Esta definición describe la génesis del término en documentos de la ONU y cómo ha cambiado su uso en los últimos años para promover el aborto.

Consenso de la ONU sobre “aborto inseguro”

El consenso de la Conferencia Internacional sobre Población y Desarrollo (CIPD) de 1994 fue en contra del sistema internacional que promueve el aborto, en la medida en que rechazó la noción del aborto como un derecho humano.1 Esa fue la única vez en las negociaciones de la ONU que el aborto se abordó en la ONU política. Las negociaciones previas simplemente lo excluyeron de los acuerdos por completo como un asunto de legislación nacional. En la conferencia de El Cairo de 1994, los estados miembros de la ONU acordaron una serie de políticas relacionadas con el “aborto inseguro”. 

La conferencia instó a los gobiernos y a las agencias de la ONU a “abordar el impacto del aborto inseguro en la salud como un problema importante de salud pública y reducir el recurso al aborto a través de servicios de planificación familiar ampliados y mejorados” .2 También se estableció como un objetivo “reducir en gran medida el número de muertes y morbilidad por aborto inseguro “3, y comprometió a los gobiernos a llevar a cabo investigaciones sobre” aborto inseguro “4.

La conferencia de la CIPD también acordó que “en circunstancias donde el aborto no es ilegal, dicho aborto debería ser seguro”. 5

Estas advertencias, que se encuentran en el párrafo 8.25 del documento final de la conferencia de la CIPD, presumen que el aborto es ilegal en muchas o todas las circunstancias6 y que el aborto conlleva riesgos inherentes para las madres. El párrafo 8.25 también insiste en que el aborto es un tema que debe dejarse exclusivamente a la legislación nacional y, por lo tanto, no es un derecho internacional o algo en lo que el sistema de la ONU debería participar.

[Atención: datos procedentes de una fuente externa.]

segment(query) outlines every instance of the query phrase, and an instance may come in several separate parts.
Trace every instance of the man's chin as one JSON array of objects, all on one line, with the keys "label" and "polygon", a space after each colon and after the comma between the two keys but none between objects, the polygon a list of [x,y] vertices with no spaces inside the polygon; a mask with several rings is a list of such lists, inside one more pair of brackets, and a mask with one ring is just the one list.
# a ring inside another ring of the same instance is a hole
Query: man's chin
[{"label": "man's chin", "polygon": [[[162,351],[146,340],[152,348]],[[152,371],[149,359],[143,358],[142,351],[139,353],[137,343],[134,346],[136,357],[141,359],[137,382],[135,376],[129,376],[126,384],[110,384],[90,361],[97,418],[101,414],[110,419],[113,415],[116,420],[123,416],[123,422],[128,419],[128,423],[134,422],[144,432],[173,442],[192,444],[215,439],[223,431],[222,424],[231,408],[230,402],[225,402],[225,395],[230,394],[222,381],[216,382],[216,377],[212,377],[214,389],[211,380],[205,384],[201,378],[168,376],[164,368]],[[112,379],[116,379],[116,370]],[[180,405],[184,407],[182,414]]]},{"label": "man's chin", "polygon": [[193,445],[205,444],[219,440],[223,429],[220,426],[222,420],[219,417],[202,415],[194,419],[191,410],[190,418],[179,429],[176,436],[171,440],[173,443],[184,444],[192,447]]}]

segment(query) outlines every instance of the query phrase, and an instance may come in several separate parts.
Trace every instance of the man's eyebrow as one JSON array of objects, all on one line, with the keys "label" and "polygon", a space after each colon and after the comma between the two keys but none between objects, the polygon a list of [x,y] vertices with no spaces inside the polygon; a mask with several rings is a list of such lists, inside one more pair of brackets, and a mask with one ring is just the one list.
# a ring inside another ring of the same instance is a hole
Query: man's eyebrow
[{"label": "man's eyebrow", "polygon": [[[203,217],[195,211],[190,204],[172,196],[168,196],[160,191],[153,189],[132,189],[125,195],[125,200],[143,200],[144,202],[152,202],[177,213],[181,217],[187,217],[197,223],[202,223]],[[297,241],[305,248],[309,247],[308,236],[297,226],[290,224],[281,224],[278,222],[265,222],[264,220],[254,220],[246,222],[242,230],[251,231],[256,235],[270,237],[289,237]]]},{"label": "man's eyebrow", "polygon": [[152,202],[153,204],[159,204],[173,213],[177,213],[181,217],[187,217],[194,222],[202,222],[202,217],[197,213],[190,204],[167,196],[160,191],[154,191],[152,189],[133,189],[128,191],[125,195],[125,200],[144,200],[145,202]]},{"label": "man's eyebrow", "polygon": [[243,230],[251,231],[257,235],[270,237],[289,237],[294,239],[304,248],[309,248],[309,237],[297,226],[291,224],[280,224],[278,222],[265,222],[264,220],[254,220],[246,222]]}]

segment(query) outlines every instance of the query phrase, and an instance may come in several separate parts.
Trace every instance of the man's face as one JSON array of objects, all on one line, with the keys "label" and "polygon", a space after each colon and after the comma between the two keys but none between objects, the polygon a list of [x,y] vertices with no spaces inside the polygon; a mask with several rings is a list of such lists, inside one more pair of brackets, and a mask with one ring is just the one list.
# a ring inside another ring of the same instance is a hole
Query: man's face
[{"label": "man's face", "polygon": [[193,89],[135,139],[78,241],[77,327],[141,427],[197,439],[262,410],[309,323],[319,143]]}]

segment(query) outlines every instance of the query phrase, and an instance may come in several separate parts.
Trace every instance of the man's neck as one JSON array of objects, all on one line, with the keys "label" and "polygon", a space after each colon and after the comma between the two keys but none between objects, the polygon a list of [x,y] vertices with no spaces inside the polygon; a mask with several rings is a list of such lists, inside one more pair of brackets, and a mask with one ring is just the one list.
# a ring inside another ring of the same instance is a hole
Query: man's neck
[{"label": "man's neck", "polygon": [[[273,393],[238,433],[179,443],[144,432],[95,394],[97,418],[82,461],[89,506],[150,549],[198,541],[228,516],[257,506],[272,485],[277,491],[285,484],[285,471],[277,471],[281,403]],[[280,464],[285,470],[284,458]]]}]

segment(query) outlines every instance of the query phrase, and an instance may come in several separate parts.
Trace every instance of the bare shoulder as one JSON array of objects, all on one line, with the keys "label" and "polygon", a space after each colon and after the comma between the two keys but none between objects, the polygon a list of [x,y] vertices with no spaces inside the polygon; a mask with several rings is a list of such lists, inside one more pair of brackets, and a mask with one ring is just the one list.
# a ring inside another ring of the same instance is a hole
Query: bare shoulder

Las advertencias en el Párrafo 8.25 también incluyen que “se debe hacer todo lo posible para eliminar la necesidad del aborto” y que “las mujeres deben tener acceso a servicios de calidad para el manejo de las complicaciones derivadas del aborto. Los servicios de asesoramiento, educación y planificación familiar posteriores al aborto deben ofrecerse de inmediato, lo que también ayudará a evitar los repetidos abortos “.

Una nota al pie del resultado de la conferencia vinculada a la definición de “aborto inseguro” para fines de salud pública por la Organización Mundial de la Salud.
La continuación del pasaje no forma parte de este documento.